My writing started drying up.  Everything felt stale.  My prayer life felt rather like a diet that wasn't working. I was eating right, exercising, not losing weight.  What more do you want God? I asked. 
And I knew.  You can keep beating your head against a spiritual wall, or you can go. 

So today, after dropping off my oldest at his job, I told myself, give yourself 20 minutes.  Immediately, my brain came up with three different other tasks that needed to be done.  I shunted them aside. My brain suggested I go back home and help with the math, get the kids and take them berry picking, clear out the computer room, plan our anniversary...after all, didn't I say a daily rosary? Didn't I read the Magnificat?  Wasn't my prayer life already full?  How was it going to make any difference? 

I drove through the parking lot the wrong way (as if that isn't symbolic enough).  I parked. I called home to check on my two teens that were serving breakfast.  All was quiet.  I'd run out of excuses. 

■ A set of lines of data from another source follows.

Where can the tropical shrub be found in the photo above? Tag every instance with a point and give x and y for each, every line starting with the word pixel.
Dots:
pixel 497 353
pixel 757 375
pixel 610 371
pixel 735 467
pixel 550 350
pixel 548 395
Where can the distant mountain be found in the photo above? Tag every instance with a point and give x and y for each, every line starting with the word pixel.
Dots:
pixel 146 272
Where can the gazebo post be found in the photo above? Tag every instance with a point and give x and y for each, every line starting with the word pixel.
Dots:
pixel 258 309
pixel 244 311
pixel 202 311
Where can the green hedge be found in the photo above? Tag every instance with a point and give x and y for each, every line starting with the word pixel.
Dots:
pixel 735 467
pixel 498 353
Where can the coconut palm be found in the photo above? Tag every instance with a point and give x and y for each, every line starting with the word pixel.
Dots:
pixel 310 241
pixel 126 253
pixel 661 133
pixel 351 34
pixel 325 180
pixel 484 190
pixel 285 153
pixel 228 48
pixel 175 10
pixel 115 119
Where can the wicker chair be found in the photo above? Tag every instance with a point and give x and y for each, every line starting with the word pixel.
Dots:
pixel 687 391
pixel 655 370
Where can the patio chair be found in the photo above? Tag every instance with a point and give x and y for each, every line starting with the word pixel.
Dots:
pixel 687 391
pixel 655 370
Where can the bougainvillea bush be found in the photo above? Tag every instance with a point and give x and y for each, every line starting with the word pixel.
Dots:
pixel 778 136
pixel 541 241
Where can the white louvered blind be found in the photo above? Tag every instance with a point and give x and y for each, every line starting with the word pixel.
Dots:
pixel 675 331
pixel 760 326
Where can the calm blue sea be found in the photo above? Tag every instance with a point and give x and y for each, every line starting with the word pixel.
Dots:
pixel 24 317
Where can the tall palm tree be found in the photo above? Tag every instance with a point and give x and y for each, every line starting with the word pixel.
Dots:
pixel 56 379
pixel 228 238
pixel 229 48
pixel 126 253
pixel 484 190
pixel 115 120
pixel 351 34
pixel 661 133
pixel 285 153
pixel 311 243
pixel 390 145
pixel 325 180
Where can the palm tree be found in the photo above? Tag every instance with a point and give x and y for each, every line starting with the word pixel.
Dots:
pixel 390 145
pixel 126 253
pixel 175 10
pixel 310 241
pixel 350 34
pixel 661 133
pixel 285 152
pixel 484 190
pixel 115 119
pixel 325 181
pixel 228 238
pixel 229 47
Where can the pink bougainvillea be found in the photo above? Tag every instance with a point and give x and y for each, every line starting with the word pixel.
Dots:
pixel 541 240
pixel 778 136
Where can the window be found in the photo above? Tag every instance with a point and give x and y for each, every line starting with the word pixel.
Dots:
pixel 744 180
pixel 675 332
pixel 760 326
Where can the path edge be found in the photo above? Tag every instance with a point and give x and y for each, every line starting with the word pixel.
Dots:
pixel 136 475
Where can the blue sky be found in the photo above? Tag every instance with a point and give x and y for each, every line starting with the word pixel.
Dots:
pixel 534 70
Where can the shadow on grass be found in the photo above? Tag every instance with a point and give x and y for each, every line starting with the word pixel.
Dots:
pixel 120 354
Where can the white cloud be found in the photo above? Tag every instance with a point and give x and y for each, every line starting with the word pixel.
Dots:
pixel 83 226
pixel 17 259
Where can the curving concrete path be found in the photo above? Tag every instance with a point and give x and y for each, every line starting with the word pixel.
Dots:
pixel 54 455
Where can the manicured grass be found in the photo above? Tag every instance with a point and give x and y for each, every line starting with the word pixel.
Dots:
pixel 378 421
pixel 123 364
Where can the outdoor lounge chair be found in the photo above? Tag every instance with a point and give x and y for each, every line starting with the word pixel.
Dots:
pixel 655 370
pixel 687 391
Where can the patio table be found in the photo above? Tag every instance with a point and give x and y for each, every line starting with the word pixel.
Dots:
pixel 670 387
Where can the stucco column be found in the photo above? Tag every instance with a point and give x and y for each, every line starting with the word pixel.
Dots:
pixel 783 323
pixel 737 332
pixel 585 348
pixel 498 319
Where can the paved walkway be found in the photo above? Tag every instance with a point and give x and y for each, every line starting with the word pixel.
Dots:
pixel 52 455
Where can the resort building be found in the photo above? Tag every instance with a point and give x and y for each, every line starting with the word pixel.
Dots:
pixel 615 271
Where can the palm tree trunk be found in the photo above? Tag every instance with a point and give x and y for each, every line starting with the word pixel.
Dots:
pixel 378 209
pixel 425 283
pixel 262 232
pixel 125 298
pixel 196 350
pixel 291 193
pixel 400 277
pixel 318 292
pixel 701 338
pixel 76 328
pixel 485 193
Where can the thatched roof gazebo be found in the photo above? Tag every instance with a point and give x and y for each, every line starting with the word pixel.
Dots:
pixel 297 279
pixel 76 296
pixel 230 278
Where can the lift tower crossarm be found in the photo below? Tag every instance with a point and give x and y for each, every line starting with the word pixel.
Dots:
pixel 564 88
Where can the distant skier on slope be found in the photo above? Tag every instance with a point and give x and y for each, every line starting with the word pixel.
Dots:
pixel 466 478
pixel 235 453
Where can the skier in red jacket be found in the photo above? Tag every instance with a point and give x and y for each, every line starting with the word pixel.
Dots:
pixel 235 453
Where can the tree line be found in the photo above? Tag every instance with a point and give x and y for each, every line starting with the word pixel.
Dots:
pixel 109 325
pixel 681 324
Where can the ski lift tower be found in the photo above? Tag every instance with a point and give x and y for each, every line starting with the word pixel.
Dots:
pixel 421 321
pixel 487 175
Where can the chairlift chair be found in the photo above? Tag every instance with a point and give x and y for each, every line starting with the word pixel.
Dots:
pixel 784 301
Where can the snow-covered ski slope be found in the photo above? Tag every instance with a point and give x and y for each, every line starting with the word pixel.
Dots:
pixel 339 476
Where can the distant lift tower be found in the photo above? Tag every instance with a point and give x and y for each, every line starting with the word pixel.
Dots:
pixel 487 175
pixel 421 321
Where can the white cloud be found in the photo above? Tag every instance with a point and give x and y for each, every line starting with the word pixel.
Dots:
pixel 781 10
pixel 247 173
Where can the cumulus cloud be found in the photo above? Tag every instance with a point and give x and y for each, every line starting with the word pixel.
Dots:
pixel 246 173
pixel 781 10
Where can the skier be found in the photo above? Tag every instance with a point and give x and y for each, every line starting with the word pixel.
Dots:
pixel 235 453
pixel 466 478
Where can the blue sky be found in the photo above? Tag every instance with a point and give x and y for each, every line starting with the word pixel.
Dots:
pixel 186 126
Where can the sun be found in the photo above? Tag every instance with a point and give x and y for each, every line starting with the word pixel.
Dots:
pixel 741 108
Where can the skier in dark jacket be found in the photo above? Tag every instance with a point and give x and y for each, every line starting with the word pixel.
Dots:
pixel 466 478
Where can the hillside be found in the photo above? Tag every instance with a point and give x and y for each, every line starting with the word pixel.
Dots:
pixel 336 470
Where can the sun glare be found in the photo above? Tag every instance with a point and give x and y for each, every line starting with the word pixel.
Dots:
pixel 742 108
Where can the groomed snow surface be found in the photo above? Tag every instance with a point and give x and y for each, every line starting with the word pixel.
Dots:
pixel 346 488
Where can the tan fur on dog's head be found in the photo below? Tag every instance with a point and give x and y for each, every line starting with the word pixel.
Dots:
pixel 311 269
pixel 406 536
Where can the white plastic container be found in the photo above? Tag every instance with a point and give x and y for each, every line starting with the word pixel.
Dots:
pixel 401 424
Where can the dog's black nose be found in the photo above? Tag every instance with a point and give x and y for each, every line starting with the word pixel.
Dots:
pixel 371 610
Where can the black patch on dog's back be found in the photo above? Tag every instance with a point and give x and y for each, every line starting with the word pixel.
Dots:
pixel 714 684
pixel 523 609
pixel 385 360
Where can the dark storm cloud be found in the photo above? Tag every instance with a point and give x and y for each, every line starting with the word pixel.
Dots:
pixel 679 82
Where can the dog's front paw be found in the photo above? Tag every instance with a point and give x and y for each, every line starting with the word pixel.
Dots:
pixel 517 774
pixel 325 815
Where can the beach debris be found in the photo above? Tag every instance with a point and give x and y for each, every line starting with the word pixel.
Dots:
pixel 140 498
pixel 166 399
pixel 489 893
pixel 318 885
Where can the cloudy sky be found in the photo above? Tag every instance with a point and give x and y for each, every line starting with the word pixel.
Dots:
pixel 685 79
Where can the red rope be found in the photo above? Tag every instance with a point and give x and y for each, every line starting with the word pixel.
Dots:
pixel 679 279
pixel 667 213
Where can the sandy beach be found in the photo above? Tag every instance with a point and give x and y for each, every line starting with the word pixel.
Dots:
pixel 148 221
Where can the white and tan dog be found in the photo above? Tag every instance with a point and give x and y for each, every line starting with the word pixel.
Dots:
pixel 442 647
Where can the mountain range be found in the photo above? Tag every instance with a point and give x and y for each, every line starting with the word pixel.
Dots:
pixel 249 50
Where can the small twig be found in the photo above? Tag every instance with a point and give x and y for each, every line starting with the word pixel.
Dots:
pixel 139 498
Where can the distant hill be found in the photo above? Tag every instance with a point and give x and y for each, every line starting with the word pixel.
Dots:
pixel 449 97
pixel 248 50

I'd love to tell you I had this great spiritual awakening, but it was more like a, "What took you so long?" moment.  And I cried and prayed for all my family and wondered why it had taken so much, why it had been such a struggle, to simply come and sit?   There was a temptation to say the rosary, but I didn't want to be busy before God, so I refused my desire to get some of my to do list done. This was be still and know time, not rosary time.   Sitting before our Lord, I felt bothered that I'd been so bothered, troubled that I'd considered coming such trouble.  All I could mutter was a "I'm sorry, I've been away."  and over and over again, "Jesus, I love you." It was a warm calm place to be, the very opposite of much of my life with the twists and turns that ten different personalities can generate.